Crediting of Account
17.3 All amounts received by the Minister from transactions carried out under subsections 17.2(1) and (2) shall be credited to the Exchange Fund Account.
R.S., c. 3 (4th Supp.), s. 1
143. Sections 19 to 21 of the Act are replaced by the following:
Advances out of C.R.F.
19. The Minister may authorize advances to the Exchange Fund Account out of the Consolidated Revenue Fund on any terms and conditions that the Minister considers appropriate.
Net income credited to C.R.F.
20. (1) Within three months after the end of each fiscal year, the amount of the net income of the Exchange Fund Account for the fiscal year, expressed in dollars, shall be paid into the Consolidated Revenue Fund if the net income for the year is a positive amount, and shall be charged to that Fund if the net income for the year is a negative amount.
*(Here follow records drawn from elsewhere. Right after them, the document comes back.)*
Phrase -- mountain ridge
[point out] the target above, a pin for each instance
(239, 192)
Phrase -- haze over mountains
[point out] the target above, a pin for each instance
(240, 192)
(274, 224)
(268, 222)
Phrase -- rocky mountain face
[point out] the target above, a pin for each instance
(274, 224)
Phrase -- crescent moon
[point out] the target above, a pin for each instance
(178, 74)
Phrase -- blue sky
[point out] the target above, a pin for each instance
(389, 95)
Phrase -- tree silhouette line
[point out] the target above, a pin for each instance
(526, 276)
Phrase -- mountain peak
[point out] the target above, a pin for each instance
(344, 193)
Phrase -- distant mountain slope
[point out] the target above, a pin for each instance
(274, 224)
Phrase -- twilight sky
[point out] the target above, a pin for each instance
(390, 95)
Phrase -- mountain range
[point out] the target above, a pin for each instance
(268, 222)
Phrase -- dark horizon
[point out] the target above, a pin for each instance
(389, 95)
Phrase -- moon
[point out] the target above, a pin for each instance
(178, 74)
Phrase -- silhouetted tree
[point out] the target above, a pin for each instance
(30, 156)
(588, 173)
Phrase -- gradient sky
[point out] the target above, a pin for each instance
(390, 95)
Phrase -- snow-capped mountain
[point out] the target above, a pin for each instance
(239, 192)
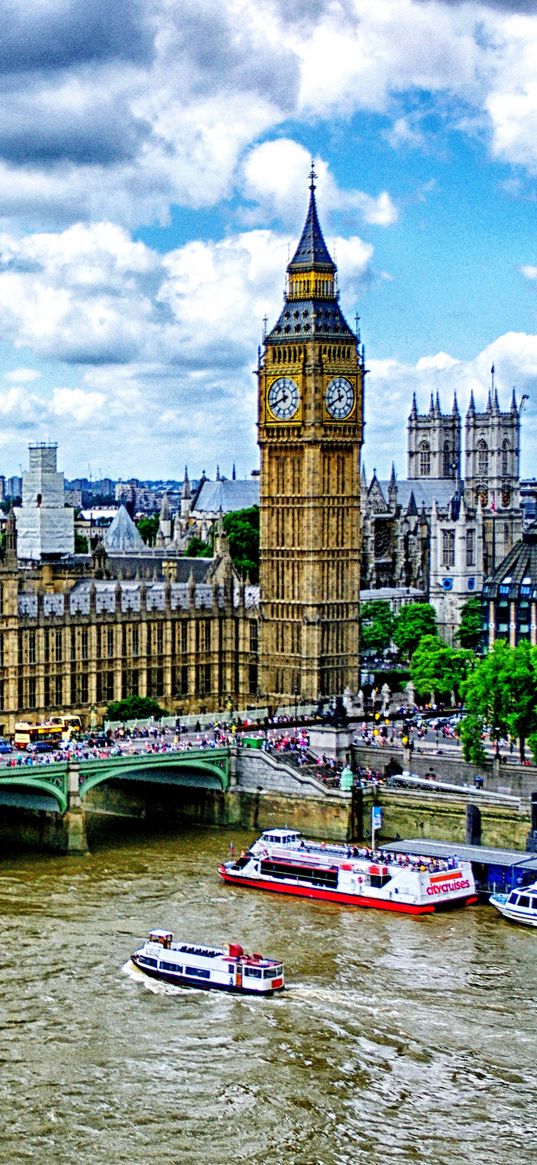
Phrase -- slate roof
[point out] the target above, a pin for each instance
(424, 492)
(312, 253)
(122, 534)
(226, 496)
(78, 599)
(516, 577)
(301, 319)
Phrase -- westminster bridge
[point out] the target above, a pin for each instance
(238, 786)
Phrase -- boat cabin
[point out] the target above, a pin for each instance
(281, 837)
(163, 937)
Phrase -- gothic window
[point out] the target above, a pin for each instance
(482, 458)
(447, 548)
(471, 548)
(382, 541)
(424, 459)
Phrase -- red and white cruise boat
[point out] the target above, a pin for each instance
(281, 860)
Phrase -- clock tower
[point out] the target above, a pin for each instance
(310, 382)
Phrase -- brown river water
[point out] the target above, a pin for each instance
(398, 1039)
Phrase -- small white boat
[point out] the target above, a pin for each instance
(226, 968)
(520, 905)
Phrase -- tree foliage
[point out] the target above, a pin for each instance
(414, 621)
(148, 529)
(198, 549)
(501, 693)
(439, 669)
(241, 527)
(470, 630)
(376, 625)
(134, 707)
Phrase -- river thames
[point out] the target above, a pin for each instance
(400, 1038)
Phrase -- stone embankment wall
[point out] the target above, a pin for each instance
(517, 779)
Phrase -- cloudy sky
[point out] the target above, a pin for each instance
(154, 162)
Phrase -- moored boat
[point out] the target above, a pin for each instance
(226, 968)
(520, 905)
(283, 861)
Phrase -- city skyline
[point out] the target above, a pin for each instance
(155, 175)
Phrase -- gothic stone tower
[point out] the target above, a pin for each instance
(492, 478)
(433, 443)
(310, 431)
Consistency with Public Accounts
(2) The net income of the Exchange Fund Account for a fiscal year shall be determined in accordance with accounting principles consistent with those applied in preparing the Public Accounts referred to in section 64 of the Financial Administration Act.
Report to Parliament
21. (1) The Minister shall cause to be tabled before each House of Parliament a report on the operation of the Exchange Fund Account for each fiscal year within the first 60 days on which that House is sitting after the end of that fiscal year.
Contents of report
(2) The report referred to in subsection (1) shall include
(a) a summary of the policy established under subsection 17.1(1);
(b) the objectives of the Exchange Fund Account for that fiscal year, and a statement of whether those objectives have been met;
(c) the objectives of the Exchange Fund Account for the current fiscal year;
(d) the financial statements of the Exchange Fund Account;
(e) a list of the agents and mandataries appointed by the Minister under subsection 17.2(3); and
(f) the Auditor General of Canada’s report referred to in subsection 22(2).
144. Subsection 22(2) of the Act is replaced by the following:
Audit
(2) In each fiscal year, the Auditor General of Canada shall audit the Exchange Fund Account and the transactions connected with the Account in any manner that he or she thinks proper and report to the Minister on the results of the audit.
145. Section 23 of the Act is repealed.